La police a même été appelée en renfort par les gérants de magasin totalement débordés. Au-delà de l'anecdote, cela révèle beaucoup de choses sur l'état de la société française :
1) la nature humaine est avant tout prédatrice. Tout le vernis de notre civilisation peut disparaître en quelques heures. En cas de pandémie par exemple, tous les magasins seront pillés, la loi du plus fort s'installera… Rien que de très classique, on le voit systématiquement quand il y a eu un ouragan ou une catastrophe naturelle. On met bien entendu en avant les actes de solidarité pour l'éducation des gens et cela est bien normal, mais cela reste généralement une minorité.
2) ce que cette affaire Nutella révèle avant tout, c'est la pauvreté d'une partie de la population. Les émeutes n'ont pas eu lieu dans le cinquième arrondissement de Paris ou au Touquet. Dans certaines grandes surfaces, il y avait une queue de plus de 200 personnes pour attendre l'ouverture du magasin.
L'économie globale repart, avec plus de force pour les pays qui partent de plus bas comme à chaque fois. Je pense que la reprise économique, annoncée, prouvée… va créer de plus en plus de tensions. En effet, être pauvre (et la pauvreté est une notion relative selon les pays, un pauvre en France vit aussi bien qu'un cadre supérieur en Afrique) est "supportable" quand on on nous dit que c'est la crise, sa situation sociale est beaucoup plus acceptable. Mais quand les médias vont enclencher l'autre refrain : la situation économique va bien, les gens retrouvent du travail, et que l'on mettra en avant des réussites individuelles… cela risque de créer énormément de frustration et son corolaire violence.
En effet, nous ne connaîtrons pas une croissance à deux chiffres, la classe moyenne risque donc d'être extrêmement frustrée de cette reprise. Contrairement à tout ce que nous pouvons lire, personne n'a été touchée par la crise en France. Les fonctionnaires n'ont pas vu leur traitement diminuer de 20 %, les retraites ont été maintenues, ce qui n'a pas été le cas de nombreux pays européens, le SMIC a continué à augmenter, le RSA a progressé plus vite que l'inflation etc. Le modèle social français a préservé tout le monde la crise. C'est sa force, il a amorti énormément les crises mais le prix à payer c'est que nous ne pouvons pas décoller quand il y a une reprise économique. Nous sommes plombés par votre matelas qui nous protège. Donc en cas de reprise, la majorité des français ne verront pas la différence... juste à la télévision.

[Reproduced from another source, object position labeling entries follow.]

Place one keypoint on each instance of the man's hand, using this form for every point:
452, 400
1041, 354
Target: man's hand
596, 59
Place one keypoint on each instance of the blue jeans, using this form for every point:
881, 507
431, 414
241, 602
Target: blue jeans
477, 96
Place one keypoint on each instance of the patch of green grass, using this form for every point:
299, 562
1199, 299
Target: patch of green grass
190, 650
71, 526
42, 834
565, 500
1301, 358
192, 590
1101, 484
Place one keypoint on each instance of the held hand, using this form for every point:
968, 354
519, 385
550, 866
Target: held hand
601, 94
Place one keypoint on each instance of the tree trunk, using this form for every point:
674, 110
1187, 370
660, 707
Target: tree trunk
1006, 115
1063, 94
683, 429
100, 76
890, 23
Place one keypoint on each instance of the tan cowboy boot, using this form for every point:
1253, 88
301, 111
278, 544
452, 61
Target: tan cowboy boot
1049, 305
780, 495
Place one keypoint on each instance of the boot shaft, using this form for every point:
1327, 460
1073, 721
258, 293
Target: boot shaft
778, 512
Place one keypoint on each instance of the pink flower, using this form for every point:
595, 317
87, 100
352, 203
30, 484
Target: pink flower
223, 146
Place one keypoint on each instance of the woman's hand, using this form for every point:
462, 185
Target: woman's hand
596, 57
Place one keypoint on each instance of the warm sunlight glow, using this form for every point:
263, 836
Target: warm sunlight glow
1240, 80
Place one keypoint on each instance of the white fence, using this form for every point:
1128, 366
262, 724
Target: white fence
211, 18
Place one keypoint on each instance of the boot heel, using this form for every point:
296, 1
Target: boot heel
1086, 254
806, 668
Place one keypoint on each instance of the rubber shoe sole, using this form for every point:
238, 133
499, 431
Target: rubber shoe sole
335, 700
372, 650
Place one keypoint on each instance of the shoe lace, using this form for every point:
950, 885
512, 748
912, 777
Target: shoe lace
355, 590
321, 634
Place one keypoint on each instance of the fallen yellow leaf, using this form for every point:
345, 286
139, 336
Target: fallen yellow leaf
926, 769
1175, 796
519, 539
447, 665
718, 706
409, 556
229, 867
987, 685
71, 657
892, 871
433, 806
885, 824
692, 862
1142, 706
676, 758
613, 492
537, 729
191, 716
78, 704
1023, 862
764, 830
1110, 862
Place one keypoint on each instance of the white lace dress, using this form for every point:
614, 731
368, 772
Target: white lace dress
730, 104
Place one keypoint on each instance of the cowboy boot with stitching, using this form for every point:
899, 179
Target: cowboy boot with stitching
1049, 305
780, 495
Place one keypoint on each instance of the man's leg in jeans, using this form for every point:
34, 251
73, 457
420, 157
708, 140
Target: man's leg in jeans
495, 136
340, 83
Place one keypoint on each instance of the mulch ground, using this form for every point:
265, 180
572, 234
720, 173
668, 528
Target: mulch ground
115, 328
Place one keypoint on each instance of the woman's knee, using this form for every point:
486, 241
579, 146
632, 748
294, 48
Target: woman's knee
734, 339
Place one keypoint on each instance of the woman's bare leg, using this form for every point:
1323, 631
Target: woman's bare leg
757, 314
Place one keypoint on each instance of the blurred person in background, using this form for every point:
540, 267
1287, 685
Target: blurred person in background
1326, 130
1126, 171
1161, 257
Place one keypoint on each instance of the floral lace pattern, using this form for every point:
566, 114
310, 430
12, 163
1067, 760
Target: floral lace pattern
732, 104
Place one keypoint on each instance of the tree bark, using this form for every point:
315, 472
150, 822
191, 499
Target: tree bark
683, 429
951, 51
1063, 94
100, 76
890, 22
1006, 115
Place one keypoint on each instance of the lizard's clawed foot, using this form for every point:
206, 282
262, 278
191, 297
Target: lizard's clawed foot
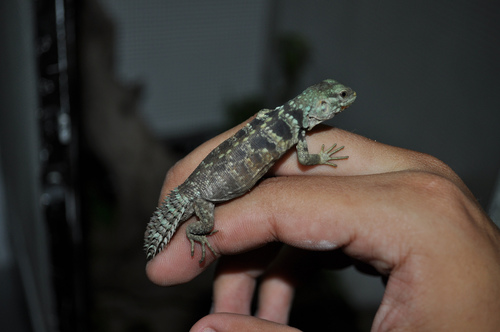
202, 239
327, 156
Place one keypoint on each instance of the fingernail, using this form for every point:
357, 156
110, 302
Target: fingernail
208, 329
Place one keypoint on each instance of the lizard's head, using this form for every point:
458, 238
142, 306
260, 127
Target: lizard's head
323, 101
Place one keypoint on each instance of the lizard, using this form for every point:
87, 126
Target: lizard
234, 167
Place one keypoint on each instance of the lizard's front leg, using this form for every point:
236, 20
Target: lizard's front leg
322, 158
200, 229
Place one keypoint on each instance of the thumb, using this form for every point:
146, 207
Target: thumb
233, 322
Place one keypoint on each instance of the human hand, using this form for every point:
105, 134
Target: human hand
404, 213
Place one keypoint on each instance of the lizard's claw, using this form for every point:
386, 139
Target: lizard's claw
327, 156
202, 239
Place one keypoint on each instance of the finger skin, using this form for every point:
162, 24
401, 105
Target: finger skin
404, 213
232, 322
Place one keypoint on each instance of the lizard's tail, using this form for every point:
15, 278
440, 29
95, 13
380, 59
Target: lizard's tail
164, 223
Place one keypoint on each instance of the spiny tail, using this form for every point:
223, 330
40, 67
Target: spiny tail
164, 223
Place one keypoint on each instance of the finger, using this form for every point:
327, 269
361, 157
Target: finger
234, 322
235, 279
318, 213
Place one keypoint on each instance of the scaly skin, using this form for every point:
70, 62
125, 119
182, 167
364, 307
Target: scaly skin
233, 167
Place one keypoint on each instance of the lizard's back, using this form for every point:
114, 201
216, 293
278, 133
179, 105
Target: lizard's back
234, 167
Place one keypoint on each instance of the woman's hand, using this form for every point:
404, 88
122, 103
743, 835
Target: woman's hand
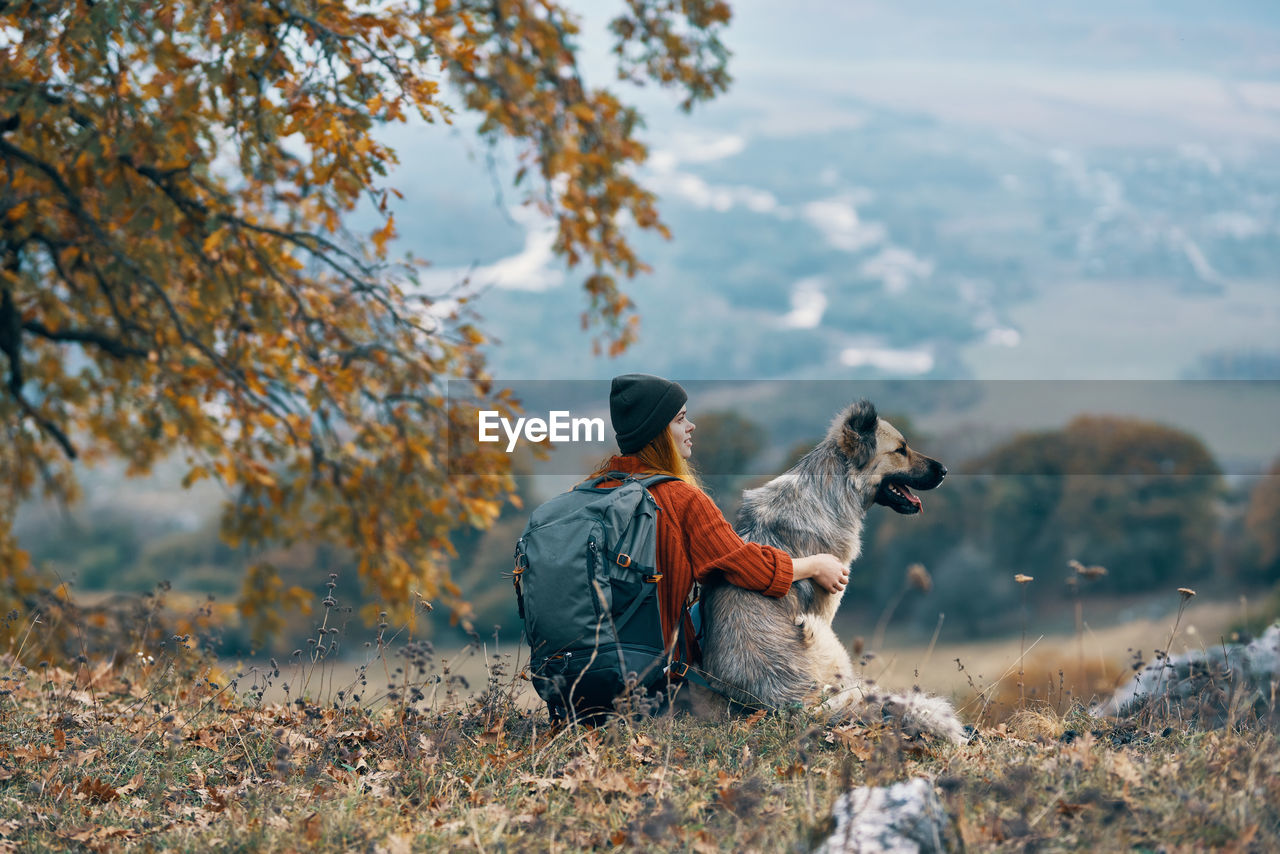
826, 570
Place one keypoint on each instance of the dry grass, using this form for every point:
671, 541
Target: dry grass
160, 753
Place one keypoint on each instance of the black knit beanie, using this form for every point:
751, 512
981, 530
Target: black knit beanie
641, 406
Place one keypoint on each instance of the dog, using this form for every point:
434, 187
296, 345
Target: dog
766, 652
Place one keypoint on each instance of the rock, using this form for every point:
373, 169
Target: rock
906, 817
1212, 686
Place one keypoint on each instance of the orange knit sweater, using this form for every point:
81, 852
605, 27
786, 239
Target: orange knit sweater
694, 542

Ce qui est donc à craindre, c'est que les tensions, les ressentiments… soient exacerbés indirectement par les médias. En effet, les médias ne sont pas là pour faire réfléchir ou apprendre aux gens. Ils sont là pour distribuer une pâtée moyenne compréhensible par tous. Si une personne ne comprend pas ce que dit le média, elle ne reste pas pour essayer de progresser, elle zappe et elle passe à la télé réalité suivante qu'elle est capable de comprendre. C'est pour cela que même dans les téléréalités, on a des niveaux « d'intelligence » différents.
Hélas, nous allons nous retrouver dans cette situation paradoxale. Les Français attendent la reprise pour que cela aille mieux. Mais, à de rares exceptions, la majorité des Français ne verra aucune différence crise ou pas crise. On les a tellement bassinés sur le fait qu'il subissait la crise de plein fouet, ce qui était totalement faux, qu'il y a des espoirs qui seront mathématiquement et économiquement déçus. Les médias auraient mieux fait d'expliquer que les Français ont été les personnes les plus protégés durant la crise et que c'est en France qu'elle a eu le moins de conséquences. Mais qu'il y a un prix à payer, on ne peut pas gagner dans les deux sens.
Ceci était la petite prose du matin, quand en France on est capable de se battre pour un pot de Nutella à l'huile de palme, je crains plus les conséquences d'une reprise économique qui va multiplier les frustrations de la classe moyenne qu'un prolongement de "la crise" qui n'avait jamais touché les français malgré ce que l'on a pu leur dire.